Es war Irving Berlin, der 1914 mit seinem Broadway-Erfolg „Watch Your Step“ die Tanzwut der Zeit auf den Punkt und einen frischen populären Ton ins Theater brachte. Vor allem die synkopierten Rhythmen des Ragtime hatten es ihm in dieser „syncopated musical show“ angetan. Er dekorierte sogar bekannte Opernarien damit.
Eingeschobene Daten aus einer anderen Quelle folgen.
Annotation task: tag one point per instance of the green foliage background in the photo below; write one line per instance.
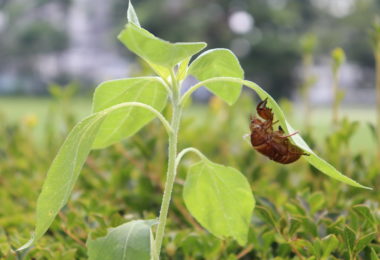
(298, 212)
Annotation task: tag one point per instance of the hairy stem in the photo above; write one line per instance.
(335, 108)
(171, 171)
(166, 124)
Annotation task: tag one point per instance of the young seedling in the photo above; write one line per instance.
(219, 197)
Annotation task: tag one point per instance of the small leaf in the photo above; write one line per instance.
(131, 15)
(220, 198)
(364, 241)
(309, 225)
(128, 241)
(329, 244)
(219, 63)
(294, 225)
(374, 254)
(154, 50)
(316, 201)
(129, 120)
(266, 215)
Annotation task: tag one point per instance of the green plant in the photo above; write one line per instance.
(219, 197)
(375, 34)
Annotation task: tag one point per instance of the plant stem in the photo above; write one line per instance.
(171, 171)
(378, 97)
(335, 107)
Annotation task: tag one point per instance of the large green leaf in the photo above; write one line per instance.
(154, 50)
(125, 242)
(220, 198)
(65, 169)
(63, 173)
(127, 121)
(219, 63)
(313, 159)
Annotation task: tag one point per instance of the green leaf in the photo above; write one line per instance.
(154, 50)
(65, 169)
(329, 244)
(349, 237)
(219, 63)
(132, 16)
(374, 254)
(266, 215)
(220, 198)
(316, 201)
(294, 225)
(128, 241)
(365, 212)
(313, 159)
(63, 173)
(129, 120)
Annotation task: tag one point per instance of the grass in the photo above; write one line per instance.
(17, 109)
(307, 207)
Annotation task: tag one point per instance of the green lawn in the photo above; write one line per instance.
(15, 109)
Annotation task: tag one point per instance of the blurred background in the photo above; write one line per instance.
(61, 41)
(64, 49)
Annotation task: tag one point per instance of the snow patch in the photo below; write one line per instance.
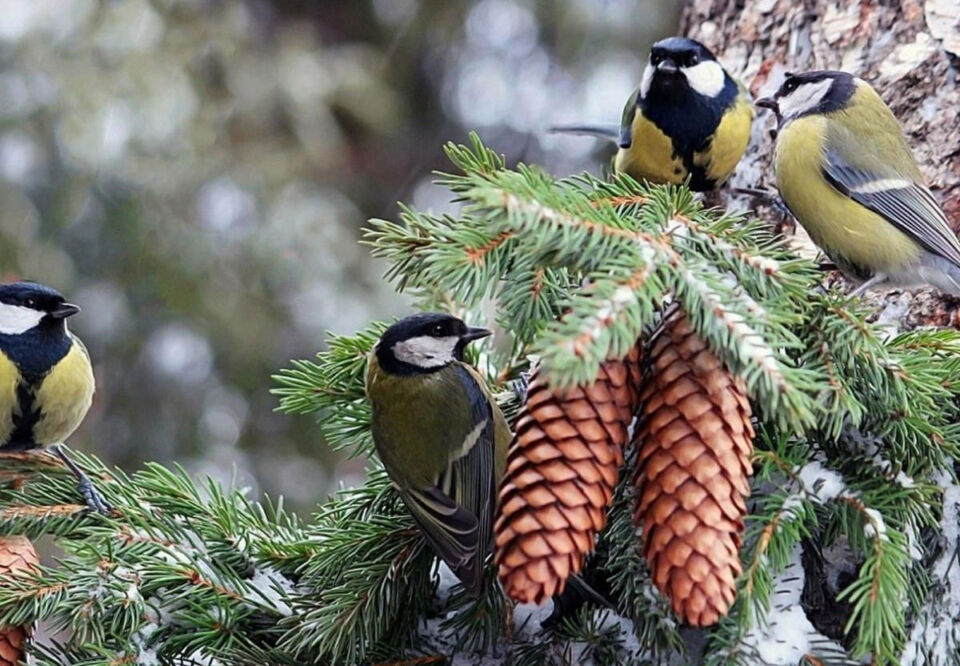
(935, 631)
(821, 483)
(787, 635)
(875, 527)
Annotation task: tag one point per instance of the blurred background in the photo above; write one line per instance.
(196, 173)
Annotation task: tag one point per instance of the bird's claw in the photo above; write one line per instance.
(91, 497)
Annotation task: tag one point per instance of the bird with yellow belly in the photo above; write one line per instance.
(688, 121)
(46, 379)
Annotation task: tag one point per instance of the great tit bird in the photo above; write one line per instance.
(688, 118)
(845, 171)
(46, 380)
(440, 435)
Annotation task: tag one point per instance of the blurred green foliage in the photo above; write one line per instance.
(195, 174)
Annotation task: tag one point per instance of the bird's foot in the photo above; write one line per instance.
(91, 496)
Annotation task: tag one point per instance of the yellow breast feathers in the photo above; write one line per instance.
(9, 378)
(832, 219)
(64, 397)
(728, 143)
(650, 155)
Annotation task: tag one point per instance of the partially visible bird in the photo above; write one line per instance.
(688, 119)
(440, 435)
(46, 380)
(845, 171)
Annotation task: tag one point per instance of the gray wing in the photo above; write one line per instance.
(904, 203)
(457, 514)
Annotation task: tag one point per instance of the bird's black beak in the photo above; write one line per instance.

Ragtime gab es zwar bereits seit dem Ende des 19. Jahrhunderts, und um die Jahrhundertwende hatte etwa schon der schwarze Komponist Will Marion Cook* seine Möglichkeiten fürs Unterhaltungstheater erkannt und genutzt, doch durch seinen ungeheuer populären Song von 1911 „Alexander’s Ragtime Band“, der gar nicht mal genuiner Ragtime war, wurde Irving Berlins Name mit Ragtime identifiziert.

* Clorindy_W.M.Cook

Die Wonnen der „Syncopation“ kennt auch der Song „Follow The Crowd“ aus der selben Zeit wie „Watch Your Step“. Berlin hat ihn nicht nur komponiert und getextet, er singt ihn auch selbst.
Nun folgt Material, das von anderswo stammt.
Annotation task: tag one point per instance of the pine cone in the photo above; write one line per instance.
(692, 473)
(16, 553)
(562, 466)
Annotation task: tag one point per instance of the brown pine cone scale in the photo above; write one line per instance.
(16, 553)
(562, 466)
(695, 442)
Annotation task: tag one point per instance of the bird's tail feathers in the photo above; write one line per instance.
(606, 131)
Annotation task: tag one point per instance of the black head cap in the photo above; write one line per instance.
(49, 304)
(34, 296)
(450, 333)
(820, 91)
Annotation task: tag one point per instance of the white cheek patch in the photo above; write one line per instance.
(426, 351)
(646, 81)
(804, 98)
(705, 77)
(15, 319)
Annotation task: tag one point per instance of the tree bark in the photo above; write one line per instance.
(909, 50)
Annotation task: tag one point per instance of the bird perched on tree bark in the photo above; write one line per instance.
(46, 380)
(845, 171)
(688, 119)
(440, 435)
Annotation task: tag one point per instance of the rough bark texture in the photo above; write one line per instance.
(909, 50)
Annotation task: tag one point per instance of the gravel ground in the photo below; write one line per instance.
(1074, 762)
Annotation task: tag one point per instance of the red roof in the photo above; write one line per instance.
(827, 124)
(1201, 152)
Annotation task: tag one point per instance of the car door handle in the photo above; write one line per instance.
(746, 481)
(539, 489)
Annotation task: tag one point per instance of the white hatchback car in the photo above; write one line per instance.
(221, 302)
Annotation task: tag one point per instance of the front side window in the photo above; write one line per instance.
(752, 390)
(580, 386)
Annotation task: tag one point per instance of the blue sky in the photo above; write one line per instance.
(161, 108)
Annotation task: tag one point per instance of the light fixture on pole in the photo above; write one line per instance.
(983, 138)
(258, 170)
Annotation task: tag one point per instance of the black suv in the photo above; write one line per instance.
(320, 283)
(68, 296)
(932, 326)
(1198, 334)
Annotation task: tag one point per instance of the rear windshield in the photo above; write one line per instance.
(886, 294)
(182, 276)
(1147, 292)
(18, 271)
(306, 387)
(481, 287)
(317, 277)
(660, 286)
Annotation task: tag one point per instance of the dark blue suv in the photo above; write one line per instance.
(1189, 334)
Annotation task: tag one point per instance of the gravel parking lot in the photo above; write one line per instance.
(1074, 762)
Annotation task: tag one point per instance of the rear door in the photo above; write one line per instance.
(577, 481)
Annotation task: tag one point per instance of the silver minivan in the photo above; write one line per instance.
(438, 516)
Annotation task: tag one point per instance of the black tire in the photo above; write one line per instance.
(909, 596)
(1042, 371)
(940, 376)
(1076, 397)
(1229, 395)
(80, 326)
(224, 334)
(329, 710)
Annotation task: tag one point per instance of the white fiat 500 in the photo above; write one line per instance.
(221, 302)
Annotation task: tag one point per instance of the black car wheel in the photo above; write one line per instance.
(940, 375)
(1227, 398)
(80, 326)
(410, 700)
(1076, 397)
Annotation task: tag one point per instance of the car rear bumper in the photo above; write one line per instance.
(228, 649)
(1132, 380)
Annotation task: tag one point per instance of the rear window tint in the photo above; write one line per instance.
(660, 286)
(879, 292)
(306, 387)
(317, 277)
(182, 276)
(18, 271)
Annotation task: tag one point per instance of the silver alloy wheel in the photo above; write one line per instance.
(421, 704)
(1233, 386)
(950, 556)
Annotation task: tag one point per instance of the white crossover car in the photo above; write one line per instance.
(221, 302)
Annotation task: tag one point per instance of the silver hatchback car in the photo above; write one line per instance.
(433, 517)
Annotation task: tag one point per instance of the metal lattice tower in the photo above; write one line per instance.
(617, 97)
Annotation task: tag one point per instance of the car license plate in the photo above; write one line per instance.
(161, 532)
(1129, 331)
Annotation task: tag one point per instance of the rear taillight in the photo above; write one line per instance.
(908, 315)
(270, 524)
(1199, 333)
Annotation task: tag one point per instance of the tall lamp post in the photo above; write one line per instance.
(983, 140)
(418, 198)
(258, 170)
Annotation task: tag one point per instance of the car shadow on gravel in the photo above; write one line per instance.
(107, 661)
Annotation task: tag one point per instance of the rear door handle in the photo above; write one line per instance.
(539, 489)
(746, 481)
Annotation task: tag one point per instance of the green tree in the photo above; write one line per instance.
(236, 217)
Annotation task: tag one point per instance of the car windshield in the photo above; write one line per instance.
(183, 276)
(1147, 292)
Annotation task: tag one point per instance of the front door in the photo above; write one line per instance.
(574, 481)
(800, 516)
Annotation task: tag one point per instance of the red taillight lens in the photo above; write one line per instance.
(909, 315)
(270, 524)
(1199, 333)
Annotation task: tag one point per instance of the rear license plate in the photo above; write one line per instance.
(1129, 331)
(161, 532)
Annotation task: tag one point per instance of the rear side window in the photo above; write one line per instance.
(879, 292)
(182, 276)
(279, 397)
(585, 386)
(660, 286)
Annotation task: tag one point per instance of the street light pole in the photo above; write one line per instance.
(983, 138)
Die Handlungselemente in „Watch Your Step“ waren geringfügig, und es wies genug verschiedenartige Nummern auf, um eher als Revue denn als Musical Comedy bezeichnet zu werden. Revuen, die es am Broadway seit 1894 gab, besaßen keine Handlung, höchstens ein übergreifendes Thema. Ihre Musik stammte meistens von verschiedenen Komponisten, und sie erschienen vielfach turnusmäßig.

Tonangebend auf dem Sektor der Revue war der geniale Impresario Florence Ziegfeld, der 1907 seine „Follies“ begründete. Die große Zeit der Revue begann nach dem ersten Weltkrieg – nicht nur für Ziegfeld, sondern auch für Nachahmer und Konkurrenten.

Ein wesentlicher Bestandteil der „Ziegfeld Follies“, die opulente Ausstattung, gewann eine beinahe künstlerische Qualität, nachdem Ziegfeld 1915 den vom Jugendstil beeinflussten Wiener Architekten, Designer und Bühnenbildner Josef Urban engagiert hatte. Der Hauptzweck der „Ziegfeld Follies“ aber bestand im „Glorifying the American Girl“. Die schönsten prachtvoll aufgeputzten Mädchen schritten Treppen hinunter und wurden auch sonst groß herausgebracht. Für die „Ziegfeld Follies“ von 1919 schrieb Irving Berlin den Song, der fortan zur Hymne der Follies wie auch von Schönheitskonkurrenzen und Modenschauen werden sollte: „A Pretty Girl Is Like A Melody“.

In MGMs „The Great Ziegfeld“ (1936) trägt Dennis Morgan diesen Song vor, eingebettet in eine musikalisch anspielungsreiche production number.